Build Your Own Image Classifier- Train a CNN on CIFAR-10

A Comprehensive Guide to Building and Optimizing CNNs with CIFAR-10 Dataset

Jan 04, 2024

∙ Paid

Dive into the world of Convolutional Neural Networks (CNNs) with our detailed guide on building and optimizing your own image classifier using the CIFAR-10 dataset. This journey will take you through the nuances of setting up your coding environment in Google Colab, understanding the intricacies of implementing convolutional and pooling layers, and the significance of batch normalization in enhancing network performance. Whether you’re a beginner or an experienced practitioner, this guide offers a step-by-step approach to mastering CNNs, from basic layer implementation to fine-tuning and debugging for optimal results.

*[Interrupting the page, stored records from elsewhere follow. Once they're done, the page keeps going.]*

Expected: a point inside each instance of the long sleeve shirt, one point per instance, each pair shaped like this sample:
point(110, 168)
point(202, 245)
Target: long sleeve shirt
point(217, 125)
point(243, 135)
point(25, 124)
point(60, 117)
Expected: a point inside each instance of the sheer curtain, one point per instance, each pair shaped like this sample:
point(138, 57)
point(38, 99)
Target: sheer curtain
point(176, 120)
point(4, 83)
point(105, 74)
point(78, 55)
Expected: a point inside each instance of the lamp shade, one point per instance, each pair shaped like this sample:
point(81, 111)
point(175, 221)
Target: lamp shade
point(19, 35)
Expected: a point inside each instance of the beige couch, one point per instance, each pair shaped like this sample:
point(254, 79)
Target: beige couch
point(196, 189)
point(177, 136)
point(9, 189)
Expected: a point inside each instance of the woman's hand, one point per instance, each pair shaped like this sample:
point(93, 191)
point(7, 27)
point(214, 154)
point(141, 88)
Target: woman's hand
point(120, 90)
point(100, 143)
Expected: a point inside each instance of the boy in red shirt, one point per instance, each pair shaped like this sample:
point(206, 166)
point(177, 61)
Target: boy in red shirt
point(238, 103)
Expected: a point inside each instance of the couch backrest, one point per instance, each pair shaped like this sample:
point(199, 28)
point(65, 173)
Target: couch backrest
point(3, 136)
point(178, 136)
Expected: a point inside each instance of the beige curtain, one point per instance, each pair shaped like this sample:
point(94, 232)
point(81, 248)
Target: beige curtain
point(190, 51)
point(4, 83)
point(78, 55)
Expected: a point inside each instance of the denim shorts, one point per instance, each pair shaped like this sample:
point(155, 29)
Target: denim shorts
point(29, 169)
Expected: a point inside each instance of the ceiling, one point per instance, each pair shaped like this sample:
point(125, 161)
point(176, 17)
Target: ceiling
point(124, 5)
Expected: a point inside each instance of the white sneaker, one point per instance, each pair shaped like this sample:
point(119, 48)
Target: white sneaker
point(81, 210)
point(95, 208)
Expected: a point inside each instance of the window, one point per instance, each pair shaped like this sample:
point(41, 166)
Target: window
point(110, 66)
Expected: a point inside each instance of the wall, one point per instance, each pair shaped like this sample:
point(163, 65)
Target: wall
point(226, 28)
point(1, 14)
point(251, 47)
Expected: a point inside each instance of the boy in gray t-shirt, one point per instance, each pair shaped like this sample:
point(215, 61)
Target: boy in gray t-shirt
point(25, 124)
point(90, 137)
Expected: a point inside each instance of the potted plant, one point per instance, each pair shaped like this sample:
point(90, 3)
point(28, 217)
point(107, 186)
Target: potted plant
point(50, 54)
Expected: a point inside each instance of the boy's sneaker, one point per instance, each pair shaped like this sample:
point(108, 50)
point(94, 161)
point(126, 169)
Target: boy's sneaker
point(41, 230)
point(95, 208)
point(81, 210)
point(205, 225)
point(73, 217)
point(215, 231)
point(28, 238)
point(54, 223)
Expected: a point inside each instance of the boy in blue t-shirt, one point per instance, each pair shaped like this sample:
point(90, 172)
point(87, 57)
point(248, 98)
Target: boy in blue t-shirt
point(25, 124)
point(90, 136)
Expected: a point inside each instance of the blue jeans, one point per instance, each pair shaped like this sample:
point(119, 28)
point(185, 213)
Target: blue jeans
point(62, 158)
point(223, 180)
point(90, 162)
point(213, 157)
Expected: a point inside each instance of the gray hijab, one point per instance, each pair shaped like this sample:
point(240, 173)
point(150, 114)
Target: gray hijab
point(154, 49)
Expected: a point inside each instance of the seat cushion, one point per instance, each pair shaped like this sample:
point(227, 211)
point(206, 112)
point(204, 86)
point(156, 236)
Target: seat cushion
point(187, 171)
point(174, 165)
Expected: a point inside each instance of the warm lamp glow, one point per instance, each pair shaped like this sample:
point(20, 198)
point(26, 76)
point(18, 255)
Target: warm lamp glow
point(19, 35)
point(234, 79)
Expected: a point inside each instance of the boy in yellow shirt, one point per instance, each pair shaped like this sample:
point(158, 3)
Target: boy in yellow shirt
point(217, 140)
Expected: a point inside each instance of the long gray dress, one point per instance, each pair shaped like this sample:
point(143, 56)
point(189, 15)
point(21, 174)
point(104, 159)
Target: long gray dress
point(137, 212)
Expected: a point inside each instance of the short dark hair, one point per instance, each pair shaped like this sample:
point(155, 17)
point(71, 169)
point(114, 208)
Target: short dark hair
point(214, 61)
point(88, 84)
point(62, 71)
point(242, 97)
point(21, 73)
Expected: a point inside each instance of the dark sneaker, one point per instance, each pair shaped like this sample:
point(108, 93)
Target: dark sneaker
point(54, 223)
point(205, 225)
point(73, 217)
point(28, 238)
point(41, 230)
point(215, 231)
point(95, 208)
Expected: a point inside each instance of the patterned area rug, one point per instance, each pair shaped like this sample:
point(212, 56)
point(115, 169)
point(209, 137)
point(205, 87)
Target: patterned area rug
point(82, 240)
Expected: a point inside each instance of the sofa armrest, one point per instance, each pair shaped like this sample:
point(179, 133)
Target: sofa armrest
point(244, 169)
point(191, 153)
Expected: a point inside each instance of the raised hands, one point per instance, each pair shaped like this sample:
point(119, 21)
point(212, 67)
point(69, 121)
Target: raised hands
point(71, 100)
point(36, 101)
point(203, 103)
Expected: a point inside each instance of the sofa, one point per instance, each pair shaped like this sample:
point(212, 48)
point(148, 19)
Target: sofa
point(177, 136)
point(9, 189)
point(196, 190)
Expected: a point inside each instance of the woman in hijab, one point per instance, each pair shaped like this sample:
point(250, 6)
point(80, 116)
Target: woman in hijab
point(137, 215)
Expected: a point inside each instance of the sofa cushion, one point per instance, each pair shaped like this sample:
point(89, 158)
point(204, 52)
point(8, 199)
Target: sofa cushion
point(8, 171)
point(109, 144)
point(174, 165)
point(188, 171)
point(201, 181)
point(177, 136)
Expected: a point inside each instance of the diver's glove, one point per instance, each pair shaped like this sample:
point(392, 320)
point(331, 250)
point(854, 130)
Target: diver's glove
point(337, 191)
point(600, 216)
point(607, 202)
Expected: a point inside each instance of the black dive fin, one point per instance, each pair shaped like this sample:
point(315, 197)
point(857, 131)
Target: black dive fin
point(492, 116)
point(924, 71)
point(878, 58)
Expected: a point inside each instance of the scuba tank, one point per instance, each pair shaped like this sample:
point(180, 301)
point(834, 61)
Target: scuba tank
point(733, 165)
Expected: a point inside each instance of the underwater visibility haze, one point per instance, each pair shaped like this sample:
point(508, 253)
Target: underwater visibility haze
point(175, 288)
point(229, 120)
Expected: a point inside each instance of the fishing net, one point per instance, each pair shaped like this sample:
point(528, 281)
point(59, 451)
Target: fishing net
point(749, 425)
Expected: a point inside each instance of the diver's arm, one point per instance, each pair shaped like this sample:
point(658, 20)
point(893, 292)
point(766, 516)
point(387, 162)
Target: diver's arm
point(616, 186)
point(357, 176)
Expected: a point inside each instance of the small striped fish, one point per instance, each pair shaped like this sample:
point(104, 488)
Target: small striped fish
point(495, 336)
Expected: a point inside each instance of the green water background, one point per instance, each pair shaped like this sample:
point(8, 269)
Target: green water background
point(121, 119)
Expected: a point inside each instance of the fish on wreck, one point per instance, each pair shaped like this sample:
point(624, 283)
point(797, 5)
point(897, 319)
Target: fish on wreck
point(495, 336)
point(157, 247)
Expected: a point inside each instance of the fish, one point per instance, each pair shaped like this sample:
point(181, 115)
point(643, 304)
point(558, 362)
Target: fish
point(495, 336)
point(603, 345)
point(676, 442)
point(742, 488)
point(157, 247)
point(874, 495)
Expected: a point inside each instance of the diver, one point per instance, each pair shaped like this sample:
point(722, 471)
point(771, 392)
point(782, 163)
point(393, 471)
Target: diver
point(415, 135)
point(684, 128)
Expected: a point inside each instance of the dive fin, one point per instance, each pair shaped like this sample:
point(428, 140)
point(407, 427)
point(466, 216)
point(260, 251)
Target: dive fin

Get ready to harness the power of CNNs and unlock the potential of image classification with hands-on examples and practical insights.

# this mounts your Google Drive to the Colab VM.
from google.colab import drive
drive.mount('/content/drive', force_remount=True)

# enter the foldername in your Drive where you have saved the unzipped
# assignment folder, e.g. 'cs231n/assignments/assignment3/'
FOLDERNAME = 'cs231n/assignments/assignment2/'
assert FOLDERNAME is not None, "[!] Enter the foldername."

# now that we've mounted your Drive, this ensures that
# the Python interpreter of the Colab VM can load
# python files from within it.
import sys
sys.path.append('/content/drive/My Drive/{}'.format(FOLDERNAME))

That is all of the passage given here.